Cyclical Stochastic Gradient MCMC for Bayesian Deep Learning (1902.03932v2)

Published 11 Feb 2019 in cs.LG, cs.AI, cs.CV, stat.ME, and stat.ML

Abstract: The posteriors over neural network weights are high dimensional and multimodal. Each mode typically characterizes a meaningfully different representation of the data. We develop Cyclical Stochastic Gradient MCMC (SG-MCMC) to automatically explore such distributions. In particular, we propose a cyclical stepsize schedule, where larger steps discover new modes, and smaller steps characterize each mode. We also prove non-asymptotic convergence of our proposed algorithm. Moreover, we provide extensive experimental results, including ImageNet, to demonstrate the scalability and effectiveness of cyclical SG-MCMC in learning complex multimodal distributions, especially for fully Bayesian inference with modern deep neural networks.

Citations (252)

View on Semantic Scholar

Summary

The paper proposes a novel cyclical SG-MCMC method that alternates between exploration and sampling phases to efficiently traverse multimodal posterior distributions.
It provides rigorous non-asymptotic convergence guarantees and characterizes sample averages using Wasserstein distances, strengthening its theoretical foundation.
Empirical evaluations on tasks like CIFAR and ImageNet show lower classification errors and improved uncertainty estimates compared to traditional MCMC methods.

Cyclical Stochastic Gradient MCMC for Bayesian Deep Learning

The paper introduces a novel method termed Cyclical Stochastic Gradient Markov Chain Monte Carlo (cSG-MCMC), aimed at enhancing the sampling efficiency and scalability of Bayesian inference in deep neural networks. Traditional Bayesian methods, such as MCMC, have been largely underutilized in the context of deep learning, primarily due to the computational challenges posed by the high-dimensional and multimodal nature of posteriors over neural network weights. The cSG-MCMC approach addresses this challenge via a cyclical stepsize schedule that alternates between exploration and exploitation phases, facilitating effective traversal and characterization of multimodal distributions.

Methodology

The core innovation in cSG-MCMC lies in its adaptive stepsize, which allows the sampler to adjust its behavior in response to varying local geometries of the parameter space. The stepsize increases periodically, encouraging exploration, and decreases within each cycle to refine sampling around discovered modes.
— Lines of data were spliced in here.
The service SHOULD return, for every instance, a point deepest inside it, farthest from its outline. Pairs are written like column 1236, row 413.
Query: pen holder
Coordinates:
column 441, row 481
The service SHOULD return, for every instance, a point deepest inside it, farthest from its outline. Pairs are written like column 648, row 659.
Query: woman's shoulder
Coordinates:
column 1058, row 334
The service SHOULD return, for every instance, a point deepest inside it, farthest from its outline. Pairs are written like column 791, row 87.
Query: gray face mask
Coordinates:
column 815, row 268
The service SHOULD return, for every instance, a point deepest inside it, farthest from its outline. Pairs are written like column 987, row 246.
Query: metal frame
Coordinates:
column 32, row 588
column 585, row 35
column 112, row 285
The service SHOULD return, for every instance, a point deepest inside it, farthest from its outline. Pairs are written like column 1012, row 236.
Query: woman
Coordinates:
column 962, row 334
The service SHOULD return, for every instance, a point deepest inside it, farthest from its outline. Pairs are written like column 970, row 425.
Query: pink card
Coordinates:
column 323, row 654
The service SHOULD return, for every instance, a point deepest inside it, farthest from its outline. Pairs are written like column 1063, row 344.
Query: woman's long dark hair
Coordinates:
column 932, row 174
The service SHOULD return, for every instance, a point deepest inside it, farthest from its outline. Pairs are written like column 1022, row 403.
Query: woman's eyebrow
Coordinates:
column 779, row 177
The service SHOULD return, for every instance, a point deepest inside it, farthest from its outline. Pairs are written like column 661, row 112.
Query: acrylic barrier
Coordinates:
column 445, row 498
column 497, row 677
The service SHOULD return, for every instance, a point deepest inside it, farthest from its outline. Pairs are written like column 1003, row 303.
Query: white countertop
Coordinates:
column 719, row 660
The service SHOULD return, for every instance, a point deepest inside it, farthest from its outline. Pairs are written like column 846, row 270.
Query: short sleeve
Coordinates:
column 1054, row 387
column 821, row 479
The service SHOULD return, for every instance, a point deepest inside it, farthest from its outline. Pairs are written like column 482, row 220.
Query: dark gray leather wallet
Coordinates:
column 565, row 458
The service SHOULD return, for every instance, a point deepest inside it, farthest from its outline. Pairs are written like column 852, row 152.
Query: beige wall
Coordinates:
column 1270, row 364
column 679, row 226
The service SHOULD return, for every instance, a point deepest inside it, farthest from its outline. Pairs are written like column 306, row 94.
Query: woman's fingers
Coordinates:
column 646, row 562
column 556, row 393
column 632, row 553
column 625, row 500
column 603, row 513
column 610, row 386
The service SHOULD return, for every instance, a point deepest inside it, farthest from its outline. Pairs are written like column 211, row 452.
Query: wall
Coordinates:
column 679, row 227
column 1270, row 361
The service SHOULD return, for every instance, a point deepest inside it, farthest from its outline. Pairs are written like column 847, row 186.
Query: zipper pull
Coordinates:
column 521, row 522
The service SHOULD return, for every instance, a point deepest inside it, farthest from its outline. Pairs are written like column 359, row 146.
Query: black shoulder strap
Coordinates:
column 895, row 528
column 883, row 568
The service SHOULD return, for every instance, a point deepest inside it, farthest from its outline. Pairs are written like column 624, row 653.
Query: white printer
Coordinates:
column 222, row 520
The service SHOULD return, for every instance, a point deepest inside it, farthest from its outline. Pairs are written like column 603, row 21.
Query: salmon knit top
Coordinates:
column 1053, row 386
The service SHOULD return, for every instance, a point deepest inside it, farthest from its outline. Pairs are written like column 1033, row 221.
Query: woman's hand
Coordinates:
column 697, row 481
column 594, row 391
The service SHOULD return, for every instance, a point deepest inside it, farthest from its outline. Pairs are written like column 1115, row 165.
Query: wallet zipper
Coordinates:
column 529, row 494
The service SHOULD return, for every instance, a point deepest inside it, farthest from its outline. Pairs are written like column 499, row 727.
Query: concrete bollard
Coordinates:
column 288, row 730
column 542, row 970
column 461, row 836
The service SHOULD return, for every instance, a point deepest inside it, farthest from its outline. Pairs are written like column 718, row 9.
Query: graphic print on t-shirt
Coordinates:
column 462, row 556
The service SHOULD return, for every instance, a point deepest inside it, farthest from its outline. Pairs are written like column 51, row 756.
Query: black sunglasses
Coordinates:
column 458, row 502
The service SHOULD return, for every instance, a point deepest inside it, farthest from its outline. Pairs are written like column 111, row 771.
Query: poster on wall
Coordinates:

This cyclical schedule draws inspiration from cyclical annealing strategies known in optimization literature, yet here it is tailored to the stochastic gradient MCMC framework.

Two major phases are incorporated in each cycle of the cSG-MCMC:

Exploration Stage: Initiates with larger stepsizes to facilitate the discovery of new modes, effectively acting as a warm restart for the sampler.
Sampling Stage: Smaller stepsizes are used for fine-grained exploration within discovered modes, gathering samples for posterior approximation.

Additionally, to efficiently combine samples from different cycles and overcome potential biases introduced by the cyclical nature, the paper proposes weighting schemes using system temperature techniques, adapting the harmonic mean methods to adjust relative cycle importance.

Theoretical Contributions

The paper provides a rigorous theoretical foundation for the proposed method by establishing non-asymptotic convergence rates for the cSG-MCMC algorithm, a previously unexplored area for cyclical stepsize methods in MCMC literature. Specifically, it derives convergence guarantees regarding sample averages over test functions, and characterizes convergence in terms of Wasserstein distances. These results assert that the cyclical schedule can achieve faster convergence relative to traditional MCMC techniques under practical computational constraints.

Empirical Evaluation

Empirical results reinforce the effectiveness of cSG-MCMC. On synthetic multimodal distributions, cSG-MCMC demonstrates superior mode coverage compared to traditional SGLD, under both parallel and single-chain settings. When applied to Bayesian deep learning for image classification tasks, including CIFAR-10/100 and ImageNet, the method consistently improves upon both stochastic optimization methods and traditional SG-MCMC in terms of prediction accuracy and uncertainty estimation.

Notably, cyclical SG-MCMC achieves lower classification errors compared to SG-MCMC and Snapshot ensemble methods, illustrating its advantage in leveraging diverse modes of the posterior for robust predictive performance. In uncertainty quantification tasks, cSG-MCMC provides more calibrated and diverse predictive distributions, crucial for out-of-distribution generalization.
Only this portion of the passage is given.